A month before her arrest, she sent a message to a friend which stated: “I have done something horrendous, you can’t tell anyone until I have sorted it out. I get really bad psychosis which I have mentioned to psychiatrists. This charity asked me to hold money for them, God knows why. Let’s just say my brain spent it. I can’t tell you what, where or why. I don’t know what I spent it on.”

Following the sentencing, a member of the defrauded charity — which shut down after having the money stolen — Deniesha Royal said: “It doesn’t feel that justice has been fully served as we are unlikely to get back the money from her selfish actions.

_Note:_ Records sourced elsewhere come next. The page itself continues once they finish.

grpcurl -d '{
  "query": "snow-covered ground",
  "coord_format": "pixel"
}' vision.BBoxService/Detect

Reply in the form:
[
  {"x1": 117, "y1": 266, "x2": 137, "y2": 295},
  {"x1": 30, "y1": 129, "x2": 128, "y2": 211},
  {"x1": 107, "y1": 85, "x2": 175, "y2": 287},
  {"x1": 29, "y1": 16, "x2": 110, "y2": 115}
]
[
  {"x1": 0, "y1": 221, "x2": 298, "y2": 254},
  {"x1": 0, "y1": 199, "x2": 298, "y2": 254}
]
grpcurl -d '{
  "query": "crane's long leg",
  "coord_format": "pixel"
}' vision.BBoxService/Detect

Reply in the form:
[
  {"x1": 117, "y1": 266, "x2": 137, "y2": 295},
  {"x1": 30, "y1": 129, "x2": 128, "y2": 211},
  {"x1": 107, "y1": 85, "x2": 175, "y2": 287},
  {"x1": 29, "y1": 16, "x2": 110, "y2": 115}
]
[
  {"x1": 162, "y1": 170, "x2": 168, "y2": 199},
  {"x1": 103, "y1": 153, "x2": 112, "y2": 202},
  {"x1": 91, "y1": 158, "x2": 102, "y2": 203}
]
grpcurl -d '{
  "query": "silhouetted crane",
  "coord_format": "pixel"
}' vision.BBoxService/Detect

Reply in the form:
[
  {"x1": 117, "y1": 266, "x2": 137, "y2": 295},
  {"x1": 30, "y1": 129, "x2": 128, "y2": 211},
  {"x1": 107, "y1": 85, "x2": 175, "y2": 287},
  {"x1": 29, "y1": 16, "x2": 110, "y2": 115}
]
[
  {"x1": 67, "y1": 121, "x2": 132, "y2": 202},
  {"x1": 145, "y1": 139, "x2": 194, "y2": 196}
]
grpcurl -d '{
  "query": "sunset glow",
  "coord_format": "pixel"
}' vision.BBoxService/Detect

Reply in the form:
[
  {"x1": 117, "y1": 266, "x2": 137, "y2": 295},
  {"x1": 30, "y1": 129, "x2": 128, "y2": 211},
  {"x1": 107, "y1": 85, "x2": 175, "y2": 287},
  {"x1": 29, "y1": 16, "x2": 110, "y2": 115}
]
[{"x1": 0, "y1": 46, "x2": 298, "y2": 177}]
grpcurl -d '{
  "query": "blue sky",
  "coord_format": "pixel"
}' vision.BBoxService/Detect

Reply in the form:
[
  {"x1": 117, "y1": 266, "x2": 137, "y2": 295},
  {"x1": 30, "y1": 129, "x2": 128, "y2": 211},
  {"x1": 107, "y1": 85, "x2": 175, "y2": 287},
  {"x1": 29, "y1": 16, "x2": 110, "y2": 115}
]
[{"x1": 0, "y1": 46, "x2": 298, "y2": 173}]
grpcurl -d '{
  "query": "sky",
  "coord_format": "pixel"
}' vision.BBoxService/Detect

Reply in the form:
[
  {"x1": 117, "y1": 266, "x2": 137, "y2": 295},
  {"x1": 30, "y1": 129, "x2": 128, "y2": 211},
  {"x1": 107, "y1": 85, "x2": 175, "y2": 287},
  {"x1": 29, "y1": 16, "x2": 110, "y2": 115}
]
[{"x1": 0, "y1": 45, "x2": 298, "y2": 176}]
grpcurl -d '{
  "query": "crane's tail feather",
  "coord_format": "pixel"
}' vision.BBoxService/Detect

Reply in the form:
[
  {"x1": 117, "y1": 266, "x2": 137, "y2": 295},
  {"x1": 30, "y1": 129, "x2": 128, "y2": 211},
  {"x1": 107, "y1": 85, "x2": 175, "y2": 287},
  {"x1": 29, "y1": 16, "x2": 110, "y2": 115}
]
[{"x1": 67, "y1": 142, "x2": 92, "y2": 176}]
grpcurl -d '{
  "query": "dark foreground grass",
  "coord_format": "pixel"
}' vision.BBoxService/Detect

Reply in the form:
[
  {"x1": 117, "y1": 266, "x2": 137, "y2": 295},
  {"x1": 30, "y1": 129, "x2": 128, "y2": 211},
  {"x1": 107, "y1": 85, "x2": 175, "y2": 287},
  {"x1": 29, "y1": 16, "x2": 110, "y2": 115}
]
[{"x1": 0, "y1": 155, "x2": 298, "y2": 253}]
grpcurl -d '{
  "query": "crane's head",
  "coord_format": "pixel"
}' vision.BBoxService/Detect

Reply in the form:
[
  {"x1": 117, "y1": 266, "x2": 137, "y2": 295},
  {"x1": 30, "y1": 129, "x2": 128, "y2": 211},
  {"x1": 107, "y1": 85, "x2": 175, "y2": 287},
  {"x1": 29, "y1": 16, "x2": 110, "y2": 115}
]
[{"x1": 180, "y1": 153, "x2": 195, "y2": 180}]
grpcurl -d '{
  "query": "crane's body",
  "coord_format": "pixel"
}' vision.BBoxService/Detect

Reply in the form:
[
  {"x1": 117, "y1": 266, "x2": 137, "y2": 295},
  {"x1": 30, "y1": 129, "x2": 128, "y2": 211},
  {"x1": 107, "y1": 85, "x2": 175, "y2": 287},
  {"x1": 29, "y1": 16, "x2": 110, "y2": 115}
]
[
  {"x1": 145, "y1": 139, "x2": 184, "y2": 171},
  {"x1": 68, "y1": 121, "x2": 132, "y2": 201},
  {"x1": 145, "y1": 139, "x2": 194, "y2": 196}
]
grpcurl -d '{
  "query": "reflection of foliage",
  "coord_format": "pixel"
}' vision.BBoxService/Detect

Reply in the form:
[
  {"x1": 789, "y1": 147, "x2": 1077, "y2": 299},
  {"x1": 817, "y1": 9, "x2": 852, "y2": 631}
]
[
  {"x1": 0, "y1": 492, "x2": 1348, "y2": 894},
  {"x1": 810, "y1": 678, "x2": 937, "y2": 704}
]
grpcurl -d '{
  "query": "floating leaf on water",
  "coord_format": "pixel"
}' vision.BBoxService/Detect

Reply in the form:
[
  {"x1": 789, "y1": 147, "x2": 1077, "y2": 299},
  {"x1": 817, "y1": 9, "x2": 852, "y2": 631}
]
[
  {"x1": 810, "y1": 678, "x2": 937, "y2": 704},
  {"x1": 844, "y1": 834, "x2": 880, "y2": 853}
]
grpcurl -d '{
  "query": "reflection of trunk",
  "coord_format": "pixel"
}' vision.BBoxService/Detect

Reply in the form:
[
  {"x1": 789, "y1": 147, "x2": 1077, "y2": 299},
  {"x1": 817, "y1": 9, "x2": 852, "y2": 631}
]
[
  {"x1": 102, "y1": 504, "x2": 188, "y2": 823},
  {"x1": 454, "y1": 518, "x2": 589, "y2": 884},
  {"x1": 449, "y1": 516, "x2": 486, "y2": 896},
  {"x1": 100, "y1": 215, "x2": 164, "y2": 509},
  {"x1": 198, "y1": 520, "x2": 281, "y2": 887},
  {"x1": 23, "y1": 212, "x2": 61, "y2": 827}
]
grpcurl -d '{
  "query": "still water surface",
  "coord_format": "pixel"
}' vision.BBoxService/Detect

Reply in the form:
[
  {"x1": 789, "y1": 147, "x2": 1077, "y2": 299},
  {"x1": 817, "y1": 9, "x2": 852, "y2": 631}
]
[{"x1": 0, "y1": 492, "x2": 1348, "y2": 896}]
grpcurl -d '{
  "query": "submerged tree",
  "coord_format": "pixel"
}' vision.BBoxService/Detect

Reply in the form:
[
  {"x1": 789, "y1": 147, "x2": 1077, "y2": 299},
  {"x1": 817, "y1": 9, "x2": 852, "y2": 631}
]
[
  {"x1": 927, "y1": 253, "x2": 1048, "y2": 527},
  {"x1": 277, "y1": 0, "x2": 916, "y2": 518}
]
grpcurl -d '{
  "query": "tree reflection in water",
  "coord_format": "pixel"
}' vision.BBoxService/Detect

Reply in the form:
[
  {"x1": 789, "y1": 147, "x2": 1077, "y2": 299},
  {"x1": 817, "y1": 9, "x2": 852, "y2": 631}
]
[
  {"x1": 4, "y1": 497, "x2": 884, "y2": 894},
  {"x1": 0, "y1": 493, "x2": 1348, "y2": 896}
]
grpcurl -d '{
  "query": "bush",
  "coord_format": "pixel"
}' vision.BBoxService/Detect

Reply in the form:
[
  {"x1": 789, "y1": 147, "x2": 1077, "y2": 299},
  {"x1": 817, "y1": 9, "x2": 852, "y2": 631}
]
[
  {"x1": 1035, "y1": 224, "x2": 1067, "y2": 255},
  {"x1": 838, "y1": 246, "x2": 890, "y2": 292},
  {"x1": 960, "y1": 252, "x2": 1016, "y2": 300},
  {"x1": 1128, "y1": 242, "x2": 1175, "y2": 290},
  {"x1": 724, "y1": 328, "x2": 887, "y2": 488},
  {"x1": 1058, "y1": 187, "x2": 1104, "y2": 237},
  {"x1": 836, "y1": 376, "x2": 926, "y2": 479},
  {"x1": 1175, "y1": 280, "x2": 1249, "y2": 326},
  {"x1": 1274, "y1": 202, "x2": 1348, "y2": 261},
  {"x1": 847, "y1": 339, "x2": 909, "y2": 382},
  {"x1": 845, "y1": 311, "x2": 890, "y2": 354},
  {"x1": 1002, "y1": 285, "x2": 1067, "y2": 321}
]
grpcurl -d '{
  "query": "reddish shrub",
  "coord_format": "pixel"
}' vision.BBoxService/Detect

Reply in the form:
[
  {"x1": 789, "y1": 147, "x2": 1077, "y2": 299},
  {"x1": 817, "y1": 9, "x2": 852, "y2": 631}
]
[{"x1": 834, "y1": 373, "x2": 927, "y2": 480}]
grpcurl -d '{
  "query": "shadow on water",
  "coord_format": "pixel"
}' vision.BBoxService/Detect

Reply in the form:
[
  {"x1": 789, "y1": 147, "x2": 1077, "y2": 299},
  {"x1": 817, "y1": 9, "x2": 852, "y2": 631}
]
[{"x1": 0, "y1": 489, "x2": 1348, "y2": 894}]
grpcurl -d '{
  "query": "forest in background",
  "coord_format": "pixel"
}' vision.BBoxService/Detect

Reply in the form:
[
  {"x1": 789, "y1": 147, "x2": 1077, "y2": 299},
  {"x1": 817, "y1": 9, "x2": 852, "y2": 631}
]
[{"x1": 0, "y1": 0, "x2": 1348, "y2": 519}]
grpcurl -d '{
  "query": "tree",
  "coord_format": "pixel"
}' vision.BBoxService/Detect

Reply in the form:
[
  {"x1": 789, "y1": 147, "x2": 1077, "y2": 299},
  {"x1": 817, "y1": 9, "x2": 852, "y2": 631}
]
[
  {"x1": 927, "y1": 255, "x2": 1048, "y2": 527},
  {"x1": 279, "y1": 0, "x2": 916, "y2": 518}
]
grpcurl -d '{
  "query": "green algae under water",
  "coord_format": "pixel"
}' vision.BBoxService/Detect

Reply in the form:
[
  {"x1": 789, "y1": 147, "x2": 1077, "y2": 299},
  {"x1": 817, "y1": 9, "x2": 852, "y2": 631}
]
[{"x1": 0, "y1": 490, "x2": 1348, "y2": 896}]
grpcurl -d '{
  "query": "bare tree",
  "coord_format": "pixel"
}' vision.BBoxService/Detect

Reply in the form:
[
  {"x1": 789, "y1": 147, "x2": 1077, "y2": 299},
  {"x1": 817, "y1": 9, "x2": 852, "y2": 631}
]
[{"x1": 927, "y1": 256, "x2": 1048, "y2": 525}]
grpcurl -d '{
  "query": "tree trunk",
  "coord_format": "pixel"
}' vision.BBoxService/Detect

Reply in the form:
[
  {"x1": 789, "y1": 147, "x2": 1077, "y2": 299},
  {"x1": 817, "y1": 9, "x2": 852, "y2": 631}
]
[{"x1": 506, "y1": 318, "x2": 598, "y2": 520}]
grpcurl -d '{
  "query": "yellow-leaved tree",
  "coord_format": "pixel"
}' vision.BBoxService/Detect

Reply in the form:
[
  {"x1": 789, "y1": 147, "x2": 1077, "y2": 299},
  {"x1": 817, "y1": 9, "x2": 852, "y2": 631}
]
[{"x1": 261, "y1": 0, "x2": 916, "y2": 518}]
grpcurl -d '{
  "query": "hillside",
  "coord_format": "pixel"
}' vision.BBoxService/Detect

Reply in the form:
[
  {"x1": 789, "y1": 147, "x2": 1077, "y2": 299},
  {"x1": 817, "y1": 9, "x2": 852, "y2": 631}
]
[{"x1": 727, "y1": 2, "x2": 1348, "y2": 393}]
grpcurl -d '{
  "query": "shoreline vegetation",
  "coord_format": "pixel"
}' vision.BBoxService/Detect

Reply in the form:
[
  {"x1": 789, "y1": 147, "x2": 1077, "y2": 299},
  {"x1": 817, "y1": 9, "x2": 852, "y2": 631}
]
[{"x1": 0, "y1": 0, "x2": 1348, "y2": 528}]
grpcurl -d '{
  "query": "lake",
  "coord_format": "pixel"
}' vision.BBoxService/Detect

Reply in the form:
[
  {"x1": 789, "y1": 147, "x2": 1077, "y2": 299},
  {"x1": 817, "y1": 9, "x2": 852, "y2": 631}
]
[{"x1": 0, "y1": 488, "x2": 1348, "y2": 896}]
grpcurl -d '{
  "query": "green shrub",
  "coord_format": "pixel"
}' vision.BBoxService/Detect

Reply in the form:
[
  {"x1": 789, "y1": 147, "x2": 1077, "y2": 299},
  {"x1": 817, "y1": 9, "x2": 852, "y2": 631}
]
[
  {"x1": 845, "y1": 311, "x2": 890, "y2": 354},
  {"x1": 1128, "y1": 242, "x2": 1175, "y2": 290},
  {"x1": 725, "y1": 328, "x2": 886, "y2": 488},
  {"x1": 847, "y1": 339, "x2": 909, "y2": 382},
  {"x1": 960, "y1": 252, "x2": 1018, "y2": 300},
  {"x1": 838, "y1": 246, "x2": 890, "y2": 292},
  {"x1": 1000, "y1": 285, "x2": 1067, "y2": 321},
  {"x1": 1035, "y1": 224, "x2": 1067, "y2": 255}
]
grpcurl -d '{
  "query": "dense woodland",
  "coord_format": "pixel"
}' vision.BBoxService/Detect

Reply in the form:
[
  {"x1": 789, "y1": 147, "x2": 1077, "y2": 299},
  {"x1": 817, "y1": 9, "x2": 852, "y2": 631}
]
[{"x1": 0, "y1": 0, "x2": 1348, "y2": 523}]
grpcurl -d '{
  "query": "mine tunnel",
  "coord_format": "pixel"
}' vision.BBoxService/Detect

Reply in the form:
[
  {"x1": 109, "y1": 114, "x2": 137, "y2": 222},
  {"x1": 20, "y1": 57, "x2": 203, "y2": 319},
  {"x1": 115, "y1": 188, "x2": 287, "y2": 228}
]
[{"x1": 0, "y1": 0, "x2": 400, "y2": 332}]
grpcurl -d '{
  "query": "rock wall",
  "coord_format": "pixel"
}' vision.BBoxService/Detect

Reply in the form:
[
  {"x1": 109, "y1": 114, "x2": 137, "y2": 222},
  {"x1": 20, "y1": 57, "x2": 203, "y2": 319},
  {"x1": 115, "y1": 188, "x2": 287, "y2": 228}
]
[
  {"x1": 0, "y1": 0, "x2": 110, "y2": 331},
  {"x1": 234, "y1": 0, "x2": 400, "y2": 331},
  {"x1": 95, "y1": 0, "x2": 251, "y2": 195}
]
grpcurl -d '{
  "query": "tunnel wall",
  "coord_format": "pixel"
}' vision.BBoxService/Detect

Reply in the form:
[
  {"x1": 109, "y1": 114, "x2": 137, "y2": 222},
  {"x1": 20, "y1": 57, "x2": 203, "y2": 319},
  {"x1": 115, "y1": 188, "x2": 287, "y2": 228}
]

“It feels like we are being punished. It saddens me that a member of our community could do this to us because they knew and understood the goal we set out to achieve in order to positively change our community.”

The group went on to reveal that a youth whom they were supporting had died of a stabbing after the charity shut down. They claimed that the death of the young man, who was a cousin of Saleem’s, could have been prevented had the fraud not led to the charity being wound up.

People involved with the Black Lives Matter (BLM) charity speak to the media outside Bristol Crown Court after Xahra Saleem was jailed for two-and-a-half years for fraud. Ms Saleem admitted a £30,000 fraud over an online fundraising page related to the Black Lives Matter demonstration that took place in Bristol in 2020 and ended with the toppling with the statue of Edward Colston into the city's harbour. Picture date: Tuesday October 31, 2023. (Photo by Ben Birchall/PA Images via Getty Images)

People involved with the Black Lives Matter (BLM) charity speak to the media outside Bristol Crown Court after Xahra Saleem was jailed for two-and-a-half years for fraud. Ms Saleem admitted a £30,000 fraud over an online fundraising page related to the Black Lives Matter demonstration that took place in Bristol in 2020 and ended with the toppling with the statue of Edward Colston into the city’s harbour. Picture date: Tuesday October 31, 2023. (Photo by Ben Birchall/PA Images via Getty Images)

After the death of George Floyd in the United States, Saleem helped organise a protest in Bristol that saw the statue of 17th-century merchant and parliamentarian Sir Edward Colston toppled, defaced, and pushed into the local harbour in June of 2020 over his role in the Transatlantic slave trade.

Four leftist activists were charged with the destruction of the Colston statue. While they admitted to being involved in the act, they were acquitted last year after their lawyers successfully convinced a jury that they were on the “right side of history“.